Open ports for all PC in lan



  • Hi I have a problem that I can not fix (I have always been used a firewall to close the ports and now I can not open them) …
    The service works with Echolink using these ports:

    EchoLink requires that your router or firewall allow inbound and outbound UDP to ports 5198 and 5199, and outbound TCP to port 5200.
    If you are using a home-network router, you will also need to configure the router to "forward" UDP ports 5198 and 5199 to the PC on Which EchoLink is running.

    This can be summarized as:

    Allow UDP destination ports 5198-5199 >> Between Internet and PC Both directions
    Allow TCP (source port any, destination port 5200) from PC to the Internet

    The port 5200 is not a problem because I did not set any out restrictions for ports but these ports 5198-5199 not working if I don't setup the NAT for one pc.
    I want to open them for at least 5 PCs in the LAN while maintaining the same configuration, so no NAT.

    Before I used a 3Com firewall which allowed through the "Special Application" to open for all PCs on the LAN or over a TCP or UDP ports, or both, enabling to all PCs on the network without having to individually configure the NAT, with this I could set public ports and public protocol.

    I ask if it is possible to set pfSense in this way, but I do not know how to do?

    Tnx



  • Is this software opening access from inside or is it also contacted from outside?

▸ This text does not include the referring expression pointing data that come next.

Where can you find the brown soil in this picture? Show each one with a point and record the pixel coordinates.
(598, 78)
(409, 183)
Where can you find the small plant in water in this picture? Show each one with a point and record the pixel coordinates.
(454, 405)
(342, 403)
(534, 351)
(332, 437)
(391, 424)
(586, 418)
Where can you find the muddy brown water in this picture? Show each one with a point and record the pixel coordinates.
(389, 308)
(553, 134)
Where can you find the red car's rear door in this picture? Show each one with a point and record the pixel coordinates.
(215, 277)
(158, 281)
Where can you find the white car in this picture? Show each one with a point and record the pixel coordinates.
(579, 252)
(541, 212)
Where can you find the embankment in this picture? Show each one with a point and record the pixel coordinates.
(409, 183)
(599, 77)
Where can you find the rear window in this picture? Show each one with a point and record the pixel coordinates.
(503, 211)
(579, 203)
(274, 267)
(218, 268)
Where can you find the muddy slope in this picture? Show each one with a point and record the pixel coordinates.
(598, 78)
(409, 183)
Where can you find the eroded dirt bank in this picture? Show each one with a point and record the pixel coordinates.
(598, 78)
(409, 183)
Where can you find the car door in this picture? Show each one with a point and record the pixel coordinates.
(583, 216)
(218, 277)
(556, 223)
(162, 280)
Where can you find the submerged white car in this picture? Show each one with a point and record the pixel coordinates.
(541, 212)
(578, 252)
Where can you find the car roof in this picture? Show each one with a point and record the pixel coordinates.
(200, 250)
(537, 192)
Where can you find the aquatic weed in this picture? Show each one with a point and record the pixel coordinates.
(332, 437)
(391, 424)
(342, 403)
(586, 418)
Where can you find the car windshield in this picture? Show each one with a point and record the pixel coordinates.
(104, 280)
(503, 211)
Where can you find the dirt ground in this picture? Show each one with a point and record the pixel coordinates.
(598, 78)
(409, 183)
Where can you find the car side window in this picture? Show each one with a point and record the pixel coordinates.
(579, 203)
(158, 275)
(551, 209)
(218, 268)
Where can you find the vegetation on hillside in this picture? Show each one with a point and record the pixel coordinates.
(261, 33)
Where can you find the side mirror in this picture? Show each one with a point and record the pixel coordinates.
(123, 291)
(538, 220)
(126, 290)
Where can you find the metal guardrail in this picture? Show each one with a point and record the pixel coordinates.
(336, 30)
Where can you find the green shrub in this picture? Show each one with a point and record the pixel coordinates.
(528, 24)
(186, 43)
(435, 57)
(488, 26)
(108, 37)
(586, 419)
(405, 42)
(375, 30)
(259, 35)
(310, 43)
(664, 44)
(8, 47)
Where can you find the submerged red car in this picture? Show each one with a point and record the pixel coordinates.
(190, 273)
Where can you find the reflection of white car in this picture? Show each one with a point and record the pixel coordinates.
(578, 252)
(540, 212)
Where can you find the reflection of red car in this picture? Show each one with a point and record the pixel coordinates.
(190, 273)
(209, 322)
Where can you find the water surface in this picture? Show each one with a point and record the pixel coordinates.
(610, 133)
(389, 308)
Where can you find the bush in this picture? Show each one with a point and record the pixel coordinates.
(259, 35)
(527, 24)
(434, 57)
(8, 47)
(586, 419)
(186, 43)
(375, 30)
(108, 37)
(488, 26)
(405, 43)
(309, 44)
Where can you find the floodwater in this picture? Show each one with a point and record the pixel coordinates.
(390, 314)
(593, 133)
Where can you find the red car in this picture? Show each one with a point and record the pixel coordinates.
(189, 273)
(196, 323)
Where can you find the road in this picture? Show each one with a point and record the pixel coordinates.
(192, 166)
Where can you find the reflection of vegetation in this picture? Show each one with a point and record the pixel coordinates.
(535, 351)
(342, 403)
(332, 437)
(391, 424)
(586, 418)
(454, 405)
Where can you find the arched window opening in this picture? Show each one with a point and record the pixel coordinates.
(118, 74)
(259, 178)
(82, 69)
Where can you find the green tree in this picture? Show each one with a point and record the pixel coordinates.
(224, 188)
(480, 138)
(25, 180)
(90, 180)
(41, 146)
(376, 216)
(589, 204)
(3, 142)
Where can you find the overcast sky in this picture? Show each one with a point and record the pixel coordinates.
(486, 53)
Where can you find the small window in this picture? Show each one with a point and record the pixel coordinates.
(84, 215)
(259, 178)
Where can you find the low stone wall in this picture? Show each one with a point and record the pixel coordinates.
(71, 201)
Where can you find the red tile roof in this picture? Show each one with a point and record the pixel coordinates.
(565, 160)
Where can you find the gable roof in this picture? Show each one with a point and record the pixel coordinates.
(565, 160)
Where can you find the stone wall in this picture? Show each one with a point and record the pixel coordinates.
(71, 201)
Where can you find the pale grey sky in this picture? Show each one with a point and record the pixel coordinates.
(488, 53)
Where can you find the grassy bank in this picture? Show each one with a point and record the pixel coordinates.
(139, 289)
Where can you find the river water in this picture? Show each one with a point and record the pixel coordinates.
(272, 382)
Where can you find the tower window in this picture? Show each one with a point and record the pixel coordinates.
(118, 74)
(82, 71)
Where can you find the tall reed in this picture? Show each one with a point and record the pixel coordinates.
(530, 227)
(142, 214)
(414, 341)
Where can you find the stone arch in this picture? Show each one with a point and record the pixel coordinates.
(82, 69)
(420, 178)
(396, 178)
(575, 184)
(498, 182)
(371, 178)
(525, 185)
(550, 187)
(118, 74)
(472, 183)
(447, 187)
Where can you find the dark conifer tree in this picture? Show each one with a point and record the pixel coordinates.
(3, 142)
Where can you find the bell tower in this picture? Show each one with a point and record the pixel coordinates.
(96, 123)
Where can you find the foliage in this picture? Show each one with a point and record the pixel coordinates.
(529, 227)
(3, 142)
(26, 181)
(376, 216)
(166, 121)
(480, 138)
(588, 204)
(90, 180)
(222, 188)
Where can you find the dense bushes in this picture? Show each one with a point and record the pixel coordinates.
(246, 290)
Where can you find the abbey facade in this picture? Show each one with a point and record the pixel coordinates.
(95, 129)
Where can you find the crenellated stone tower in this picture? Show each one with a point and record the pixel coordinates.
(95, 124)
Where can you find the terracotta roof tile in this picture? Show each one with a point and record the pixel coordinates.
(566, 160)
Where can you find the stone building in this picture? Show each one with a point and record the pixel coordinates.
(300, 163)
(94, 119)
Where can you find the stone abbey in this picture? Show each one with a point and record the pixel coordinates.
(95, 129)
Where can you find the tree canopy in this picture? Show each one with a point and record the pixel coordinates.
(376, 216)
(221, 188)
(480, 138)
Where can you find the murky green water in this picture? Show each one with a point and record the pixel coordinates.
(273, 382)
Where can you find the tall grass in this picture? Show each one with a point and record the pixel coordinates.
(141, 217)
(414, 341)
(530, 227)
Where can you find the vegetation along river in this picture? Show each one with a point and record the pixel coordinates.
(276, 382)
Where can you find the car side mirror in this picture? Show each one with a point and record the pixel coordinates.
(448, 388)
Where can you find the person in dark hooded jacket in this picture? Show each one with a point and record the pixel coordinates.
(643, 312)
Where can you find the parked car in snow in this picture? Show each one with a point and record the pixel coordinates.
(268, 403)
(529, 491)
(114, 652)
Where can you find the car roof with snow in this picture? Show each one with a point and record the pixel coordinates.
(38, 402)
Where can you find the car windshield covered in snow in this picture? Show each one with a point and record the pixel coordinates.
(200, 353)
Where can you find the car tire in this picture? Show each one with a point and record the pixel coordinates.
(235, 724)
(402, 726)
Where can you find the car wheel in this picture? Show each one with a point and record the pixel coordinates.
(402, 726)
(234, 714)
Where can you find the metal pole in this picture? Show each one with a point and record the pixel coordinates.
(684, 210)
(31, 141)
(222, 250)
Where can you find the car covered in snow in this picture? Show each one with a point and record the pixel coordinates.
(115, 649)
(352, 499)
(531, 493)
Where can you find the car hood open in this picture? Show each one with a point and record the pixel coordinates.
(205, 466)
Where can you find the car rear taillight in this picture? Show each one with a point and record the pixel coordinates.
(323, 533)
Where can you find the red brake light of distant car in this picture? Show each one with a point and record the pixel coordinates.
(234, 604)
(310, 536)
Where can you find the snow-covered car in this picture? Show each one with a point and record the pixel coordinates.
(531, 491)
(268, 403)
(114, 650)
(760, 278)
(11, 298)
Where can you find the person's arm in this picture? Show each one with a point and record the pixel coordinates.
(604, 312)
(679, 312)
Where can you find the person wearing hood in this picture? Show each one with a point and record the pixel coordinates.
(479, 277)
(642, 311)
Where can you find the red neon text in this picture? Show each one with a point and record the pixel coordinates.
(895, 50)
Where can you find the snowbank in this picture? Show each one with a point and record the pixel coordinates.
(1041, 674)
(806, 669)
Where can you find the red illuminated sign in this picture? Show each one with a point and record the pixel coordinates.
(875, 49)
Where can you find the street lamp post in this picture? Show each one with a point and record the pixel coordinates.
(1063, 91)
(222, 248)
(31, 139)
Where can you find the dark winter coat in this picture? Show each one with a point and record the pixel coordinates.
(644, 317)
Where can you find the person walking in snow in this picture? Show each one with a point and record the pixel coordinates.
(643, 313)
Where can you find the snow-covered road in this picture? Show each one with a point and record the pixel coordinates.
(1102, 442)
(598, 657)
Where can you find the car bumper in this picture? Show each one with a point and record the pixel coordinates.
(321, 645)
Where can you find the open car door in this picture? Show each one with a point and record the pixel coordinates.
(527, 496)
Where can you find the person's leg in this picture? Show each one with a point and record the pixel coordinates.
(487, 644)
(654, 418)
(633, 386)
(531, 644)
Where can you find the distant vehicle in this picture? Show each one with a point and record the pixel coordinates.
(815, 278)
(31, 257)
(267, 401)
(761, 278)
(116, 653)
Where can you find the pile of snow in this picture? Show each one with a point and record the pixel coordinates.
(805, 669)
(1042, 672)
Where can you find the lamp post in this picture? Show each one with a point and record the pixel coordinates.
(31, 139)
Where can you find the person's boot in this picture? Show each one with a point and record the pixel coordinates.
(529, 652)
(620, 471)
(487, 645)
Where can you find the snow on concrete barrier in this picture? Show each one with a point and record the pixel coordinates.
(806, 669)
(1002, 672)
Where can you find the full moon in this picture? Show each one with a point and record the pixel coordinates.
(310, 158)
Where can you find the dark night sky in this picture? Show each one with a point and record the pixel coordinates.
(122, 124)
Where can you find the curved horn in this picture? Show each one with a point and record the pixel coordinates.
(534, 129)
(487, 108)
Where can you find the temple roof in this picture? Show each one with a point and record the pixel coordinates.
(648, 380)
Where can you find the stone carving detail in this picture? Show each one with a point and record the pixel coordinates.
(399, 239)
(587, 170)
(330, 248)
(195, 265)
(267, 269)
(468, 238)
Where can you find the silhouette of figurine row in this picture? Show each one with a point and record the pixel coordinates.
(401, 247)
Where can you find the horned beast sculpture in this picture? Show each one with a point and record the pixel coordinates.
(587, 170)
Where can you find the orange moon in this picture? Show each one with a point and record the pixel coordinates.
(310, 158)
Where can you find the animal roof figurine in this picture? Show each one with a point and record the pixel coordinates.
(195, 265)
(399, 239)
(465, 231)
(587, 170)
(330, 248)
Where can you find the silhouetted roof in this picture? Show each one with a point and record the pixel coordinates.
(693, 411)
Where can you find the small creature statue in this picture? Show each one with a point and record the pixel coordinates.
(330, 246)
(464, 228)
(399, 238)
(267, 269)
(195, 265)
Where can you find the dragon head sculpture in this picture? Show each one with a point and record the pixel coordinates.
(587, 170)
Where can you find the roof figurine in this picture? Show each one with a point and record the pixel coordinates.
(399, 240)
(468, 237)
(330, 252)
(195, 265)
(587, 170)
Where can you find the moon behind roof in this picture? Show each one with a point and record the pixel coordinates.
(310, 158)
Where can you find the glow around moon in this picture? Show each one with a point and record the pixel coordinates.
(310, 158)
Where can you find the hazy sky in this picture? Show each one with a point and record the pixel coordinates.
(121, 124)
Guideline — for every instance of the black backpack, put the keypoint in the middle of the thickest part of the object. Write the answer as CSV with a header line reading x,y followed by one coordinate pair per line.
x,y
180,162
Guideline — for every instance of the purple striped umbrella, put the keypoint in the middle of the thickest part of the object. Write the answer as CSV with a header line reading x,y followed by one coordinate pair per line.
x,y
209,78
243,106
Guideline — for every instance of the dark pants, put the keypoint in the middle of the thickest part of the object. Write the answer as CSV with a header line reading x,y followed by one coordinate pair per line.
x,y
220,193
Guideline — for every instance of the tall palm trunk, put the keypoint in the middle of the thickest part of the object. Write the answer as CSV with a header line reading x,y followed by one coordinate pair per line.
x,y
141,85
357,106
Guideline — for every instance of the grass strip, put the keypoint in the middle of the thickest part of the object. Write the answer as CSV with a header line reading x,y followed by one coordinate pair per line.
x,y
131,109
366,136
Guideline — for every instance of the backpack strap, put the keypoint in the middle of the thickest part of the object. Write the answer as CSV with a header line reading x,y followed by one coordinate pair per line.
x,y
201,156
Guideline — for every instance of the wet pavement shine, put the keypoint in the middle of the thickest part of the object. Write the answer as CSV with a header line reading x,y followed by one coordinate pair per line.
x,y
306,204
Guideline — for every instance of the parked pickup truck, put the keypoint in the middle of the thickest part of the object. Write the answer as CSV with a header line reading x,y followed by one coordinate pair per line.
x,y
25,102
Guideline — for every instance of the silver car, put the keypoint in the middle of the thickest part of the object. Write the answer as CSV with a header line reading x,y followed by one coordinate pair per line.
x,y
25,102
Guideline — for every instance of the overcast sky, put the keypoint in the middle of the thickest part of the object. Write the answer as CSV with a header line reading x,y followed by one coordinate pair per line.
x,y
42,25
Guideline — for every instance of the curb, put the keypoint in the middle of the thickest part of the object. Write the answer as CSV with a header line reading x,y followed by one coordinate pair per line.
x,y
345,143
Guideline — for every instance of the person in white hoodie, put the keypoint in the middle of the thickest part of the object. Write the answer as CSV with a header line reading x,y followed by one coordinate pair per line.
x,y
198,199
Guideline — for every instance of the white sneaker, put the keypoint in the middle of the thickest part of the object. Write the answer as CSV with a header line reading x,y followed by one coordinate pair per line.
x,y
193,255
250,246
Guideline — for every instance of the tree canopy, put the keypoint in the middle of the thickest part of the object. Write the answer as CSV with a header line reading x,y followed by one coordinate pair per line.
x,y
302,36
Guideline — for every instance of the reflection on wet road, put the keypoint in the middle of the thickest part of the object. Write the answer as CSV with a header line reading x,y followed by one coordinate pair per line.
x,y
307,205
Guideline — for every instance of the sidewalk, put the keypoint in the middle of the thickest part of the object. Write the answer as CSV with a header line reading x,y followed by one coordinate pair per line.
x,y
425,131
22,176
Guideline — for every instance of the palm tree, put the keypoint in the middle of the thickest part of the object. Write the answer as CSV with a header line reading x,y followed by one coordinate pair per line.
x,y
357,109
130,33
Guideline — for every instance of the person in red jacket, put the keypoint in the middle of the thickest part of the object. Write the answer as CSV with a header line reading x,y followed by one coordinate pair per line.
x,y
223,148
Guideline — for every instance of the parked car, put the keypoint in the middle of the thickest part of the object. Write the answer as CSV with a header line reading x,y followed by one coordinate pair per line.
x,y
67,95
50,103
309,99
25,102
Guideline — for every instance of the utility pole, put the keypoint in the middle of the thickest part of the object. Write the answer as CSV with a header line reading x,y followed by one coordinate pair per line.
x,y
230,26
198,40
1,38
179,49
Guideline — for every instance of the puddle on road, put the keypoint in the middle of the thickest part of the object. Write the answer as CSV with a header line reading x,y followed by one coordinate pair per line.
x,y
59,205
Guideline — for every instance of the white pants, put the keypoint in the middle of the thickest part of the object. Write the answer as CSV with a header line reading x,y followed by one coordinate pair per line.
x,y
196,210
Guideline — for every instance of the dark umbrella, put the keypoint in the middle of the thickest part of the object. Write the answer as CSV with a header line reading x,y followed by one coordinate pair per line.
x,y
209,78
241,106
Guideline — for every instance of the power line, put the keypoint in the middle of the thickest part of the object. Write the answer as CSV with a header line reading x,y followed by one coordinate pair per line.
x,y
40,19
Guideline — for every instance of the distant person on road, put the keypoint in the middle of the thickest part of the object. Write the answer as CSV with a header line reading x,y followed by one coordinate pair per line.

  • Rebel Alliance Global Moderator

    "I want to open them for at least 5 PCs in the LAN while maintaining the same configuration, so no NAT."

    "Before I used a 3Com firewall which allowed through the "Special Application" to open for all PCs on the LAN or over a TCP or UDP ports, or both, enabling to all PCs on the network without having to individually configure the NAT, with this I could set public ports and public protocol."

    I think we are missing some information here, because what your saying is not really possible with NAPT, ie you have 1 pubic IP address and are using what ports traffic is moving on to identify where traffic goes so that you can have multiple machines behind 1 public IP.

    So what your saying is that this other firewall allowed for sending unsolicited traffic to say port 5198 to 5 different private IPs at the same time?  Never seen such a feature, for unsolicited traffic that hits your public IP, you can send it to 1 specific private IP, not multiple.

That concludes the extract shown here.